🤖 AI Summary
Hybrid/remote meetings commonly suffer from prolonged duration and declining engagement, while conventional fixed-length summaries fail to satisfy heterogeneous user needs—such as rapid skimming versus deep retrospective review. To address this, we propose Recap, an LLM-driven dual-track meeting summarization system. Grounded in cognitive science and discourse theory, Recap introduces the first complementary summarization paradigm comprising “key highlights (for overview)” and “structured, hierarchical minutes (for retrospective navigation).” It integrates organizational context (e.g., slide links) with personalized adaptation mechanisms, advancing AI-generated summaries from generic outputs toward seamless workflow integration. Through a high-fidelity prototype and qualitative studies in authentic Microsoft meeting contexts (N=7), we empirically validate the synergistic value of both summary types in collaborative discussion and consensus building. Furthermore, analysis of user editing behaviors (additions, deletions, modifications) reveals critical human-AI alignment gaps, providing empirical grounding for explainable and editable AI meeting summaries.
📝 Abstract
Meetings play a critical infrastructural role in coordinating work. The recent surge of hybrid and remote meetings in computer-mediated spaces has led to new problems (e.g., more time spent in less engaging meetings) and new opportunities (e.g., automated transcription/captioning and recap support).

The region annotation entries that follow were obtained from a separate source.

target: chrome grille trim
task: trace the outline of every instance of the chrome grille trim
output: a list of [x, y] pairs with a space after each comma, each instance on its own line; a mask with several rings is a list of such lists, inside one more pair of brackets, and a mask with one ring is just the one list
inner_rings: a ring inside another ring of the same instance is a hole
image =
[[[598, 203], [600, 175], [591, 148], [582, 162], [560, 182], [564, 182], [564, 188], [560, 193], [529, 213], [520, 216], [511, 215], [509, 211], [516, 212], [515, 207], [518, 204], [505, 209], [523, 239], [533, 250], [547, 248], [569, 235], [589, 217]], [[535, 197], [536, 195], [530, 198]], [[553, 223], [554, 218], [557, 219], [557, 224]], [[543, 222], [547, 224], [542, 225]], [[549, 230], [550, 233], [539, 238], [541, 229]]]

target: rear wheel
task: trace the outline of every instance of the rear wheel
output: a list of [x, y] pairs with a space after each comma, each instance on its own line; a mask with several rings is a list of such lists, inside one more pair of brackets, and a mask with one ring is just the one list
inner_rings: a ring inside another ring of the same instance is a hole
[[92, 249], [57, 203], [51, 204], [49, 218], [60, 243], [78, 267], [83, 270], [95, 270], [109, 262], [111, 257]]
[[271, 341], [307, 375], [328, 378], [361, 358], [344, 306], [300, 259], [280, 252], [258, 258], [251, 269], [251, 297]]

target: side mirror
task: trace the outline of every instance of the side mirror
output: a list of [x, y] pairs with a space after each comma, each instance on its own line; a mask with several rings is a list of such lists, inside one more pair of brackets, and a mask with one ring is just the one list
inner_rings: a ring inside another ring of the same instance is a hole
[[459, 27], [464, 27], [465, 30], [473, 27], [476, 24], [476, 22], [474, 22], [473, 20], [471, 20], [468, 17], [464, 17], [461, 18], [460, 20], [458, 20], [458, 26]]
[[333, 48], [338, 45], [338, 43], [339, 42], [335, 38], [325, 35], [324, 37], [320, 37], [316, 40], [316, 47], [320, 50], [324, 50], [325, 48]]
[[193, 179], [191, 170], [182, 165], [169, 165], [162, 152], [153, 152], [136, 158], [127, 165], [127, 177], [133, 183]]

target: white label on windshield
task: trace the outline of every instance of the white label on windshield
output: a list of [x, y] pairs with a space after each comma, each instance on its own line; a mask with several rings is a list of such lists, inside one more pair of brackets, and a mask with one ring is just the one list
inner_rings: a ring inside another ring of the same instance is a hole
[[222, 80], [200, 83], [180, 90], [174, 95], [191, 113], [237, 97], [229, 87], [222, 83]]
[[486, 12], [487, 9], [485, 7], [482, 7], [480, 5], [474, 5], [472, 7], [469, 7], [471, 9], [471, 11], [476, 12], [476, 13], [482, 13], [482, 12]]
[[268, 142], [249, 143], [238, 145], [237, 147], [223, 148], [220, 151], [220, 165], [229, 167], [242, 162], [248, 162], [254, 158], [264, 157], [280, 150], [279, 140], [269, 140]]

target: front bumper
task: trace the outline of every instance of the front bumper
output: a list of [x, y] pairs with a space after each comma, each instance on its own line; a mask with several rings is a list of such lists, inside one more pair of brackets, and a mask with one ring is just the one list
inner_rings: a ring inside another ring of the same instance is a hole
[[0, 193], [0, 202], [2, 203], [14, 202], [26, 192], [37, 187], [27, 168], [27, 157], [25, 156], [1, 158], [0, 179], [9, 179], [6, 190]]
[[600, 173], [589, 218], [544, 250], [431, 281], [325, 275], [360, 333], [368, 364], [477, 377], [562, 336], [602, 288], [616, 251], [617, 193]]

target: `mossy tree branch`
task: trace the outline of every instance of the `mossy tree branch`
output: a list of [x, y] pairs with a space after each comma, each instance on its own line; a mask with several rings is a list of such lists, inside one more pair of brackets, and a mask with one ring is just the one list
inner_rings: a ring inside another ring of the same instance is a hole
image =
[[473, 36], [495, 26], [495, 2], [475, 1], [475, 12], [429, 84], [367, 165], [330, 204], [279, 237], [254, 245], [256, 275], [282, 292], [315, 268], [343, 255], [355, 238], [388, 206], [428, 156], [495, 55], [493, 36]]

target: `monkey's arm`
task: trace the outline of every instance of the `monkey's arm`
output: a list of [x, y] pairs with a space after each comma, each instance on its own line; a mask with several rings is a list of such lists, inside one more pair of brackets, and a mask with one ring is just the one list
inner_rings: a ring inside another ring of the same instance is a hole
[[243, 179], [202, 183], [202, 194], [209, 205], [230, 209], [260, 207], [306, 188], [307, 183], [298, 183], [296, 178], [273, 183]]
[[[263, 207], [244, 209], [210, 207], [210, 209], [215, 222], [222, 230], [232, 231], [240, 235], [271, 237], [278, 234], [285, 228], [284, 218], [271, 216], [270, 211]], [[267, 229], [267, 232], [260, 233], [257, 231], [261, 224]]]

Advances in dialogue summarization offer the potential for improving post-meeting experiences, but fixed-length summaries often fail to meet diverse needs, such as quick overviews or detailed insights. To address these gaps, we use cognitive science and discourse theories to conceptualize two recap designs: important highlights and a structured, hierarchical minutes view, targeting complementary recap needs. We operationalize these representations into high-fidelity prototypes using dialogue summarization. Finally, we evaluate the representations' effectiveness with seven users in the context of their work meetings at Microsoft. Our results show both recap types are valuable in different contexts, enabling collaboration through discussions and consensus-building. Exploring the meaning of users adding, editing, and deleting from recaps suggests varying alignment for using these actions to improve AI-recap. Our design implications, such as incorporating organizational artifacts (e.g., linking presentations) in recaps and personalizing context, advance the discourse of effective recap designs for organizational work and support past results from cognition studies.